Cinema Speakeasy stopped programming in 2011. Founder Saskia Wilson-Brown went on to start the Institute for Art and Olfaction.

== Design ==

Cinema Speakeasy logos, designed by Micah Hahn, 2010

Cinema Speakeasy's original logo was designed by San Francisco–based motion graphics and graphic designer Timothy Palmer. The original logo was a visual nod to the idea of a secret door (the speakeasy in 'Cinema Speakeasy').
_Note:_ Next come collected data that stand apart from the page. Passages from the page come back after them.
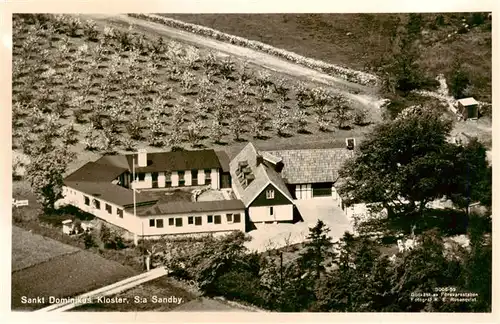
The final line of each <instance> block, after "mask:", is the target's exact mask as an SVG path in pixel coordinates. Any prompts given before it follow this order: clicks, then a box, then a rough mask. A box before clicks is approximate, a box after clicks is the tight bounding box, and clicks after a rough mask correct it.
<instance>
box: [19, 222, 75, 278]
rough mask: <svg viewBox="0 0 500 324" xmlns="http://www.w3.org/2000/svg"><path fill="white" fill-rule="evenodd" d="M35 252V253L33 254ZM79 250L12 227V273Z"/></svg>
mask: <svg viewBox="0 0 500 324" xmlns="http://www.w3.org/2000/svg"><path fill="white" fill-rule="evenodd" d="M33 251H36V253H33ZM78 251H79V249H78V248H76V247H73V246H70V245H65V244H61V243H60V242H58V241H55V240H52V239H50V238H46V237H43V236H40V235H36V234H32V233H30V232H27V231H25V230H22V229H20V228H19V227H17V226H13V227H12V271H13V272H15V271H19V270H22V269H25V268H29V267H31V266H34V265H36V264H39V263H42V262H46V261H50V260H51V259H53V258H56V257H59V256H62V255H66V254H71V253H75V252H78Z"/></svg>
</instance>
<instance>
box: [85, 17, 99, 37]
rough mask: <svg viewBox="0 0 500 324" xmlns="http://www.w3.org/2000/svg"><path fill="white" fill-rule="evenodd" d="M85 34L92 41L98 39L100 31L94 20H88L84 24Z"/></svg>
mask: <svg viewBox="0 0 500 324" xmlns="http://www.w3.org/2000/svg"><path fill="white" fill-rule="evenodd" d="M83 35H84V36H85V37H87V39H88V40H90V41H93V42H94V41H97V40H98V36H99V31H98V30H97V26H96V24H95V22H94V21H93V20H87V21H86V22H85V24H84V25H83Z"/></svg>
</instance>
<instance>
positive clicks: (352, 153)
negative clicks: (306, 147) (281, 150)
mask: <svg viewBox="0 0 500 324" xmlns="http://www.w3.org/2000/svg"><path fill="white" fill-rule="evenodd" d="M268 153H271V154H272V155H275V156H278V157H280V158H282V159H283V164H284V167H283V170H282V171H281V176H282V177H283V178H284V179H285V181H286V182H287V183H289V184H301V183H319V182H335V181H336V180H337V178H338V171H339V170H340V168H341V167H342V165H343V164H344V163H345V161H346V160H347V159H349V158H350V157H352V155H353V151H351V150H348V149H346V148H330V149H301V150H283V151H269V152H268Z"/></svg>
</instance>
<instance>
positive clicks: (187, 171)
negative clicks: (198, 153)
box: [184, 170, 192, 186]
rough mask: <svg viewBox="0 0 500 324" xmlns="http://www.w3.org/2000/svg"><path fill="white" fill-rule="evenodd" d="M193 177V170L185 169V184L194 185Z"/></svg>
mask: <svg viewBox="0 0 500 324" xmlns="http://www.w3.org/2000/svg"><path fill="white" fill-rule="evenodd" d="M191 177H192V174H191V170H186V171H184V185H185V186H191V185H192V182H191Z"/></svg>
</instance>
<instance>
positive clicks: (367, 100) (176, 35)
mask: <svg viewBox="0 0 500 324" xmlns="http://www.w3.org/2000/svg"><path fill="white" fill-rule="evenodd" d="M80 16H81V17H82V18H83V19H93V20H95V21H97V22H98V23H105V22H107V23H111V24H117V25H127V26H128V25H129V24H132V25H133V26H134V28H135V29H136V30H141V31H143V32H147V33H152V34H156V35H161V36H165V37H169V38H172V39H176V40H179V41H183V42H187V43H190V44H193V45H196V46H201V47H205V48H210V49H213V50H216V51H218V52H221V53H225V54H229V55H233V56H236V57H238V58H241V59H244V60H246V61H248V63H250V64H254V65H258V66H261V67H264V68H267V69H269V70H272V71H275V72H278V73H284V74H287V75H290V76H294V77H298V78H301V79H306V80H308V81H312V82H315V83H320V84H323V85H327V86H328V87H331V89H332V90H334V91H336V92H339V93H343V94H345V95H346V96H348V97H349V98H351V99H352V100H354V101H356V102H357V103H359V104H361V105H363V106H365V107H366V108H368V109H369V111H370V115H371V118H372V121H374V122H378V121H380V120H381V112H380V98H379V97H377V95H376V94H375V93H376V92H377V89H373V88H369V87H366V86H362V85H359V84H355V83H352V82H348V81H346V80H343V79H340V78H335V77H332V76H330V75H327V74H325V73H321V72H318V71H315V70H313V69H309V68H306V67H303V66H301V65H298V64H295V63H292V62H289V61H286V60H284V59H280V58H278V57H275V56H273V55H270V54H266V53H262V52H259V51H256V50H252V49H249V48H244V47H241V46H236V45H233V44H228V43H225V42H221V41H217V40H213V39H210V38H206V37H203V36H199V35H195V34H192V33H188V32H185V31H181V30H178V29H175V28H171V27H168V26H165V25H162V24H158V23H153V22H149V21H145V20H142V19H137V18H132V17H129V16H127V15H124V14H82V15H80ZM353 92H354V93H353Z"/></svg>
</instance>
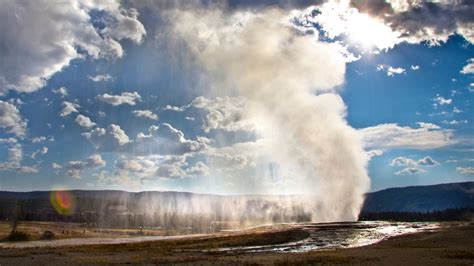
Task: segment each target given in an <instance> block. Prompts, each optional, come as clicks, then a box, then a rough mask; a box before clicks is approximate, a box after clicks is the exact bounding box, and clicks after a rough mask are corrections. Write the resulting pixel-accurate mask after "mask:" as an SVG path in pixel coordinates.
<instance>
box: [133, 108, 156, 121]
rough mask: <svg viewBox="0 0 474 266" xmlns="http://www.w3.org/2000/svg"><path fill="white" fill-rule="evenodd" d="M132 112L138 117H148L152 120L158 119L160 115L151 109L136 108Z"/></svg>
mask: <svg viewBox="0 0 474 266" xmlns="http://www.w3.org/2000/svg"><path fill="white" fill-rule="evenodd" d="M132 114H133V115H134V116H136V117H143V118H148V119H151V120H158V115H156V114H154V113H153V112H152V111H150V110H134V111H133V112H132Z"/></svg>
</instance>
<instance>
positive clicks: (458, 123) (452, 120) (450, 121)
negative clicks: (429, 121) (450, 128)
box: [441, 119, 467, 125]
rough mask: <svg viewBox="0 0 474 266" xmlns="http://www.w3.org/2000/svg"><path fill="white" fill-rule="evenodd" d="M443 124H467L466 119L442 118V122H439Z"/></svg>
mask: <svg viewBox="0 0 474 266" xmlns="http://www.w3.org/2000/svg"><path fill="white" fill-rule="evenodd" d="M441 123H443V124H446V125H460V124H467V120H455V119H453V120H451V121H448V120H443V122H441Z"/></svg>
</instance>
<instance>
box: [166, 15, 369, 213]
mask: <svg viewBox="0 0 474 266" xmlns="http://www.w3.org/2000/svg"><path fill="white" fill-rule="evenodd" d="M170 18H171V19H172V21H174V31H175V32H176V33H177V34H178V35H179V36H180V37H182V38H183V39H184V40H185V41H186V42H187V43H188V45H189V48H190V49H191V51H192V53H193V55H194V56H195V57H196V58H197V61H198V64H199V65H201V66H202V68H203V69H205V71H206V72H207V74H208V76H209V80H210V87H212V88H219V90H225V91H226V92H227V93H229V94H237V95H239V96H243V97H245V98H247V99H248V102H249V104H248V109H247V110H246V114H245V116H246V117H247V118H249V119H251V120H253V121H255V122H256V124H257V125H258V133H259V135H260V136H261V137H262V138H264V139H266V140H268V143H269V145H268V151H267V154H266V156H267V158H268V159H269V160H271V161H274V162H277V163H278V165H279V166H280V167H281V169H282V171H280V174H279V178H281V179H283V181H284V182H285V183H286V184H289V187H292V188H293V190H292V192H297V193H298V194H301V195H304V199H305V202H306V204H305V208H307V209H309V210H310V211H311V213H312V214H313V215H312V217H313V218H312V219H313V220H314V221H335V220H354V219H356V218H357V215H358V212H359V209H360V206H361V204H362V202H363V194H364V193H365V192H366V191H367V189H368V186H369V177H368V175H367V172H366V169H365V168H366V163H367V156H366V154H365V152H364V150H363V148H362V146H361V143H360V141H359V139H358V137H357V133H356V132H355V130H354V129H353V128H351V127H350V126H349V125H348V124H347V122H346V120H345V113H346V109H345V105H344V103H343V101H342V99H341V97H340V96H339V95H338V94H337V88H338V86H339V85H340V84H342V83H343V81H344V73H345V61H344V58H343V56H342V55H341V54H340V53H339V52H338V50H339V47H338V46H337V45H336V44H328V43H323V42H320V41H317V40H315V39H314V38H313V37H309V36H298V35H296V34H295V33H294V32H293V31H292V30H291V28H289V27H287V26H285V23H284V15H283V14H282V13H281V11H279V10H275V9H274V10H267V11H264V12H261V13H259V14H255V13H250V12H240V13H234V14H232V15H229V14H224V13H223V12H222V11H220V10H214V11H175V12H173V13H172V15H170ZM221 93H222V91H221ZM267 190H270V191H262V192H265V193H274V192H275V191H271V188H270V187H269V188H267Z"/></svg>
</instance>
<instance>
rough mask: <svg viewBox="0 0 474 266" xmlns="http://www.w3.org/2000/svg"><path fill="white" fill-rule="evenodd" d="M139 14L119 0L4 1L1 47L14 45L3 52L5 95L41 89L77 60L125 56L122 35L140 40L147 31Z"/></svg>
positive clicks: (0, 84)
mask: <svg viewBox="0 0 474 266" xmlns="http://www.w3.org/2000/svg"><path fill="white" fill-rule="evenodd" d="M38 7H41V8H38ZM96 11H98V12H96ZM91 12H96V14H99V17H100V20H101V23H100V26H98V25H96V24H94V19H92V17H91ZM137 18H138V13H137V12H136V10H134V9H126V8H124V7H122V6H121V4H120V2H119V1H107V2H98V1H86V0H72V1H67V2H62V3H54V2H51V1H47V0H39V1H31V0H30V1H11V2H5V3H2V8H1V10H0V31H1V32H2V46H3V47H9V49H2V50H1V51H0V58H2V64H1V66H0V94H5V93H6V92H7V91H8V90H15V91H18V92H33V91H36V90H38V89H39V88H41V87H43V86H44V85H45V84H46V81H47V80H48V79H49V78H50V77H51V76H52V75H53V74H55V73H56V72H58V71H60V70H61V69H63V68H64V67H66V66H68V65H69V63H70V62H71V60H73V59H77V58H83V57H84V56H90V57H91V58H93V59H97V58H116V57H121V56H122V55H123V50H122V47H121V45H120V43H119V41H120V40H122V39H130V40H131V41H133V42H135V43H139V42H141V41H142V39H143V36H145V28H144V26H143V25H142V24H141V23H140V22H139V21H138V19H137ZM20 33H21V34H20Z"/></svg>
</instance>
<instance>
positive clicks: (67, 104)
mask: <svg viewBox="0 0 474 266" xmlns="http://www.w3.org/2000/svg"><path fill="white" fill-rule="evenodd" d="M79 107H80V106H79V104H76V103H72V102H67V101H64V102H63V109H62V110H61V112H59V116H61V117H65V116H68V115H70V114H72V113H78V112H79V111H78V110H77V108H79Z"/></svg>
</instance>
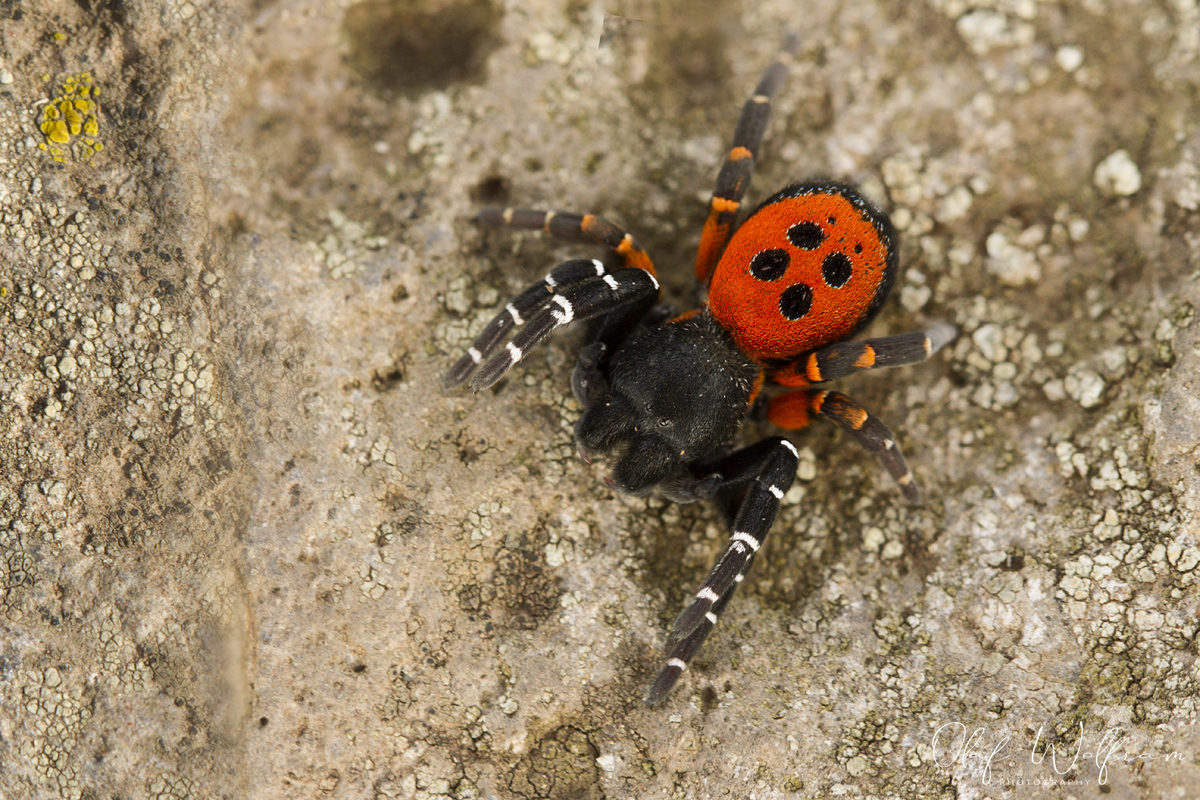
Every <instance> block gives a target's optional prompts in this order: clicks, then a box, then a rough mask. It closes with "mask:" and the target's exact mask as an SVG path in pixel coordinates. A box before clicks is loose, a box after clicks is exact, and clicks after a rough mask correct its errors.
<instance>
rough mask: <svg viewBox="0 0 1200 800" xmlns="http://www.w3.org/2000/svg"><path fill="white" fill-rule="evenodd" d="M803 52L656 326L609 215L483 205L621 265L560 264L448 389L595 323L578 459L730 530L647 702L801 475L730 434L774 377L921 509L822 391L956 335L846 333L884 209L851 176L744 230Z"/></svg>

In May 2010, For the organization's one-year anniversary, Cinema Speakeasy commissioned broadcast and typography designer Micah Hahn to design a new logo, as well as a 30-second introductory animation. The new logo was intended to reflect the ethos of the organization, and serves as a visual representation of Cinema Speakeasy's film-centric philosophy. Designed as an adaptable template, it can easily be amended on a monthly basis to showcase film stills from current programming. It also allowed the individual chapters of Cinema Speakeasy to tailor the visual identity of the organization to their communities - while still retaining a consistency, overall.